Пока прощаюсь. На днях мне снились ночью ты и дети — той самой ночью, когда лил дождь. Дождь разбудил меня. Мне часто снится Нью-Йорк и наши мальчуганы, что вполне понятно.

Salud y Victoria{111}

Привыкнуть к июльской жаре невозможно, от нее становишься раздражительным и вялым. Военная подготовка сведена до минимума, но, чем валяться, изнывая от жары, уж лучше было бы что-нибудь делать. Сиеста длится четыре часа, однако заснуть невозможно... Ляжешь не укрывшись — заедят мухи, накроешься с головой одеялом — задохнешься, истечешь потом. [146]

Неправда, что можно привыкнуть ко всему: вынести можно все, но привыкать не обязательно.

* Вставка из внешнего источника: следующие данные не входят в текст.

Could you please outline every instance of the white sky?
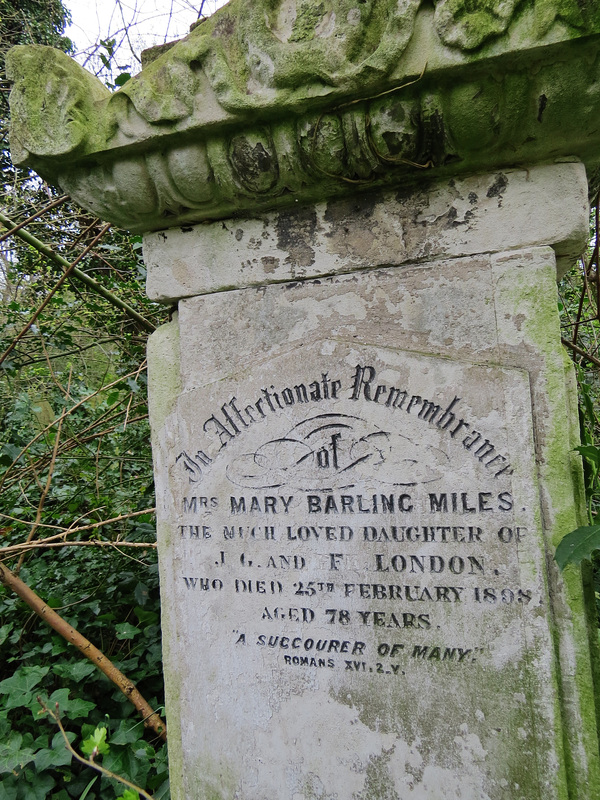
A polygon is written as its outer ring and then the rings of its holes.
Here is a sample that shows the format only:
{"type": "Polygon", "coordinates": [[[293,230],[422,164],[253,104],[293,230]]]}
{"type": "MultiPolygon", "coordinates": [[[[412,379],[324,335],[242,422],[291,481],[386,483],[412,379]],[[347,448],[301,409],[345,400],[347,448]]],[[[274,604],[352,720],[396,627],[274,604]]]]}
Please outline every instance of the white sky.
{"type": "Polygon", "coordinates": [[[155,44],[185,36],[202,8],[208,16],[225,0],[65,0],[72,25],[66,34],[75,44],[77,60],[93,72],[101,66],[98,53],[107,56],[100,40],[116,40],[114,74],[129,67],[139,72],[139,55],[155,44]]]}

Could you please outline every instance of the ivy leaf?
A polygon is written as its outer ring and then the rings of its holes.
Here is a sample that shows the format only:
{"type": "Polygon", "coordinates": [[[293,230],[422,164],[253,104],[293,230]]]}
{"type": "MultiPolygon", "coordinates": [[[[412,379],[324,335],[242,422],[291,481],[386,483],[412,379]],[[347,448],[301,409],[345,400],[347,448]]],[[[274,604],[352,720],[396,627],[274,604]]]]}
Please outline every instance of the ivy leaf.
{"type": "Polygon", "coordinates": [[[117,800],[140,800],[140,796],[133,789],[125,789],[123,794],[117,797],[117,800]]]}
{"type": "Polygon", "coordinates": [[[595,447],[593,444],[583,444],[579,447],[576,447],[578,453],[581,453],[582,456],[591,461],[592,464],[596,466],[600,466],[600,448],[595,447]]]}
{"type": "Polygon", "coordinates": [[[95,755],[106,755],[110,751],[110,747],[106,743],[106,728],[96,728],[91,736],[84,739],[81,743],[81,751],[88,758],[95,755]]]}
{"type": "Polygon", "coordinates": [[[61,678],[70,678],[75,683],[81,683],[96,671],[96,667],[91,661],[75,661],[71,664],[56,664],[52,671],[61,678]]]}
{"type": "Polygon", "coordinates": [[[47,705],[52,708],[58,703],[58,708],[61,714],[64,714],[68,719],[79,719],[80,717],[88,717],[92,709],[96,708],[96,704],[89,700],[81,700],[79,697],[69,698],[70,689],[63,688],[57,689],[52,692],[48,698],[47,705]]]}
{"type": "Polygon", "coordinates": [[[33,689],[48,674],[50,667],[22,667],[0,682],[0,695],[8,695],[4,707],[32,708],[36,702],[33,689]]]}
{"type": "MultiPolygon", "coordinates": [[[[67,736],[72,744],[75,734],[68,731],[67,736]]],[[[44,772],[48,767],[66,767],[71,763],[73,756],[65,747],[65,740],[62,733],[57,733],[52,739],[51,749],[38,750],[35,754],[35,768],[38,772],[44,772]]]]}
{"type": "Polygon", "coordinates": [[[554,558],[564,570],[568,564],[580,564],[590,558],[594,550],[600,550],[600,525],[577,528],[568,533],[556,548],[554,558]]]}
{"type": "Polygon", "coordinates": [[[117,631],[117,639],[134,639],[138,633],[141,633],[139,628],[129,622],[120,622],[115,625],[117,631]]]}
{"type": "Polygon", "coordinates": [[[111,744],[133,744],[141,737],[140,723],[132,720],[121,720],[119,730],[110,737],[111,744]]]}
{"type": "Polygon", "coordinates": [[[7,742],[0,744],[0,775],[17,772],[25,764],[33,761],[33,750],[29,747],[21,748],[22,743],[21,734],[13,732],[7,742]]]}

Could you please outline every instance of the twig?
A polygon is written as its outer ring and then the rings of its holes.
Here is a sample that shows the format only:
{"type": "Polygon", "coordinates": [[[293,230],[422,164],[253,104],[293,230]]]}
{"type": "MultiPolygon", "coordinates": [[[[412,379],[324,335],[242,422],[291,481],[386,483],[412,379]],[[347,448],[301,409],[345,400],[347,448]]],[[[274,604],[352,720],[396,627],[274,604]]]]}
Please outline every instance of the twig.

Ребята на пределе. Нет табака — табака нет уже которую неделю. Давно прошли те времена, когда нам регулярно выдавали сигареты; вот уже которую неделю нам не выдают ни «противотанковых», ни тех диковинных изделий, которые мы окрестили «наволочками» — кое-как свернутых из папиросной бумаги сигарет, которые нам приходится перекручивать наново. Партия сигарет, отправленная «Друзьями Линкольновской бригады», до нас не доходит (на праздновании 4 июля каждому выдается по три сигареты — явно вынутых из писем убитых), личные посылки тоже не доходят, а те ребята, которым время от времени случается получить сигарету-другую в письме, не делятся своим богатством, держат его при себе. Кормят нас плохо, что само по себе тоже плохо, но понос куда хуже; чуть не все страдают заразной кожной болезнью, которая называется чесоткой, мы чешемся до крови, особенно по ночам, досаждают и вши, но к ним мы уже привыкли. Многие на грани срыва, и, хотя тем из ребят, кто дольше всех в Испании, дают увольнительные на двое суток, так что они могут съездить проветриться в Барселону, где есть и бани, и Рамбла-де-лас-Флорес, даже это не помогает разрядить обстановку. Слишком много среди нас людей, которые уже давно в Испании, а значит, большинству американцев не светит попасть в Барселону (Аарон ждет не дождется своей очереди, а тем временем в увольнение уходит и Фортис, и Куркулиотис, и Леонард Ламб, и Вулф, и Уотт, и Джек Хошули, и Нат Гросс, и Джорджи Кейди, и еще пяток других ребят). Даже слухи о том, что нас вот-вот пошлют в бой (фашисты продолжают наступать на Валенсийскую дорогу), угнетают нас меньше, чем нехватка курева. Испанские ребята — правда, среди них мало заядлых курильщиков — курят сушеные листья avellanos и не жалуются; мы следуем их примеру, но у нас ничего не получается.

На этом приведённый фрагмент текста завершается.